“Largo y moral”, así define su relato el personaje de Joe al comienzo de Nymphomaniac y, si hay algo de lo que no se puede acusar a Lars von Triers, es de habernos engañado.
En efecto, su propuesta -en la que el marketing presentaba una película y la narración nos ofrece otra muy diferente- podría servir de programa doble con Shame, otro de los ejercicios más moralistas -y sobrevalorados- del cine reciente. Historias en las que el sexo es adicción y la adicción, vacío, en una visión que olvida otras aristas de la sexualidad y donde los personajes se juzgan y autocondenan constantemente.
Admito que, una vez asumido este (fiscalizador) planteamiento, me resultó difícil entrar en la película. Buscaba en ella una exploración de nuestra pasiones -de nuestras perversiones-, no el juicio de un personaje sometido a un tribunal tan convencional y previsible. Tampoco en su forma de entender el sexo hay variedad, o búsqueda, solo una acumulación de eventos que se repiten y que se tratan de explicar con una sesión de psicoanálisis casero que se convierte en el -anodino y reiterativo- marco de la película.
Frente a los carteles e imágenes con que se nos ha bombardeado, y en los que veíamos desnudos y en posiciones eróticas a todos los miembros del reparto, aquí no nos encontramos ante una obra coral, sino ante un anodino monólogo -interrumpido por un interlocutor que, subestimando al espectador, nos explica cuanto vamos viendo y oyendo- en el que el sexo no se presenta ni con naturalidad, ni con morbo, ni con una sana dosis de excitación. El sexo aquí -como ya sucediera en Shame– no es una forma de lenguaje, sino la negación del mismo: la visión condenatoria de las acciones de Joe (por sí misma y por los demás) está muy lejos de la exploración de las posibilidades del sexo como puente (hacia los otros, hacia lo que quizá somos y no queremos ver), algo que -a su vez- se ve aún más reducido por el soliloquio que sostiene la película y que evita que nos adentremos en la sexualidad de otros personajes, tal vez, más interesantes y diversos. En definitiva, el motivo sexual se convierte en acción argumental y no en tema, por mucho que los inacabables parlamentos de Joe y su benefactor se empeñen en darle una mayor entidad a un pobre discurso.

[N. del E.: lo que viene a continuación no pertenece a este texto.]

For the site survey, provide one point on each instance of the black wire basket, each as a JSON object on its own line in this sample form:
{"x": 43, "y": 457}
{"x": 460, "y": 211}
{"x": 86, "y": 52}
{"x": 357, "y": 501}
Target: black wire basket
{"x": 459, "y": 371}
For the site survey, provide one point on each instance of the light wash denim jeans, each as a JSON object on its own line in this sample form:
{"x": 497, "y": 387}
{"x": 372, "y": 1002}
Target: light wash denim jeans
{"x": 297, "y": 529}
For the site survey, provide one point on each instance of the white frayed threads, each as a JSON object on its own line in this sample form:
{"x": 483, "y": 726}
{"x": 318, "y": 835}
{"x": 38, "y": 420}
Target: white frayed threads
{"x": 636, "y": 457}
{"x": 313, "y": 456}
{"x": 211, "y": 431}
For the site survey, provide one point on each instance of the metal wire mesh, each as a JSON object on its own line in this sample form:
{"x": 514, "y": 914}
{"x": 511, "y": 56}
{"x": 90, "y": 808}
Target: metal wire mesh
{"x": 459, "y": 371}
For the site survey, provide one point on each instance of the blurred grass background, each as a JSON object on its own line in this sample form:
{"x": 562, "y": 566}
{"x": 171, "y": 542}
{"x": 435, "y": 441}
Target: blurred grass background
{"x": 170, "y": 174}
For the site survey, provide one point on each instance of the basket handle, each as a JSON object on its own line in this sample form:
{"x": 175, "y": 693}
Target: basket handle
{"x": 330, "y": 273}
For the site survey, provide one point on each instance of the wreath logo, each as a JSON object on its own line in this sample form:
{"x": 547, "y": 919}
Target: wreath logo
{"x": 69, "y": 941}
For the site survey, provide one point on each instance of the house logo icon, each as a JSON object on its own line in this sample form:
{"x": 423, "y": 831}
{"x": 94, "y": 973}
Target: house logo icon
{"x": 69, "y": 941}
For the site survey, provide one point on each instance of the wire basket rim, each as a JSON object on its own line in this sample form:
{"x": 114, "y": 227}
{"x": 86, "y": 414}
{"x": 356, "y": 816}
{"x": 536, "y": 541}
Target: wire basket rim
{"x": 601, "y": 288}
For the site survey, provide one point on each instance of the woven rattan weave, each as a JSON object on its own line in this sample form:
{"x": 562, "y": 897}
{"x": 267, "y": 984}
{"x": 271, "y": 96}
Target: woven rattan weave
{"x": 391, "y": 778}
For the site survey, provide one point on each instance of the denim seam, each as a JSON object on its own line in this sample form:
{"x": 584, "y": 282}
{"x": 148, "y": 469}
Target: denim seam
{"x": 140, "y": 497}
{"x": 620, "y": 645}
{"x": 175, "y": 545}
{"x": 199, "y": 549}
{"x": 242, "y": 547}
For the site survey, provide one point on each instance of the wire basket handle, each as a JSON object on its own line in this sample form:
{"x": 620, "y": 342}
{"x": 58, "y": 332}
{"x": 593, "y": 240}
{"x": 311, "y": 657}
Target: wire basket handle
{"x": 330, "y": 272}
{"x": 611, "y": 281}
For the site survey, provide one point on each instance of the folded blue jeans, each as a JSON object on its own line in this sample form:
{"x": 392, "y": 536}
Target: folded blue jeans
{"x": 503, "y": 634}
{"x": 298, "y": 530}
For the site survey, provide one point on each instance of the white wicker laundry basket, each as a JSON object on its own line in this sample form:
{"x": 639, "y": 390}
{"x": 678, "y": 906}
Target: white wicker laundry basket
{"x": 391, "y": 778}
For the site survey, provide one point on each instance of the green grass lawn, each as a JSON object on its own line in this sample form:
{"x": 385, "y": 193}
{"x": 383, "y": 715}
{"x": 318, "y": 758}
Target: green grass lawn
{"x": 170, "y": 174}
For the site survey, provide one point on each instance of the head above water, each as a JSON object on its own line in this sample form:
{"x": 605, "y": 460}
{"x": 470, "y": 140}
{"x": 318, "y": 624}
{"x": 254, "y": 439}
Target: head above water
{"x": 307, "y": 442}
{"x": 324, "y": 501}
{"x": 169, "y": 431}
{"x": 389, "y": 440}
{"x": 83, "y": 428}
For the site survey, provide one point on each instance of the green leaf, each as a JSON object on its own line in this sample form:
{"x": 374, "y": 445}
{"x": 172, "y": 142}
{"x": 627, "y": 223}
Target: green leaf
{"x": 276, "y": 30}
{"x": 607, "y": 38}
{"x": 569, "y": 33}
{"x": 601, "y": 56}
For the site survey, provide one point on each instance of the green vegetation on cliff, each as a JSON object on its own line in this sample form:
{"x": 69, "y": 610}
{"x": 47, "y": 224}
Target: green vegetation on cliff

No hay, al menos en el volumen I (veré, aunque sin demasiada expectación, el volumen II), diversidad sexual, ni juegos, ni imaginación, ni multiplicidad… Solo encontramos metáforas y símbolos que se explican a sí mismos (¿por qué esa manía de subestimar al receptor?) y que articulan un relato tan clásico como escasamente interesante. La presencia del padre y su obsesión por los árboles, la simbología de la pesca o de la música, los artificios culturales -desde Poe a Bach- que solo aportan pretenciosidad, no profundidad… Pero, sin duda, lo más insufrible -en cuanto a su estructura- es la entrevista-diálogo-confesión en la que se insertan los diversos capítulos del film y que da lugar a una voz en off explícita y cansina (tanto por lo redundante de sus palabras como por la monótona interpretación de una anodina Charlotte Gainsbourg). El espectador no tiene labor alguna que hacer ante una película argumentalmente simple y que, para colmo, viene acompañada de su propia audioguía.
Quizá sea precipitado juzgar un largometraje por sus primeras dos horas, pero lo cierto es que en ellas no he visto nada que no me hubieran contado ya y su punto de vista -tan próximo, sea o no pretendido, a la estigmatización del sexo por el peso judeocristiano- no me ha interesado lo más mínimo. Porque el sexo es mucho más que culpa y que vacío, porque estoy cansado de ver cómo se relata la promiscuidad y la indagación sexual desde planteamientos moralistas (‘Soy una mala persona’, afirma Joe una y otra vez) y porque esperaba un film realmente desprejuiciado, explícito, tórrido y valiente, no un relato confesional que, bajo sus pretensiones transgresoras, parece extraído de una timorata novela decimonónica.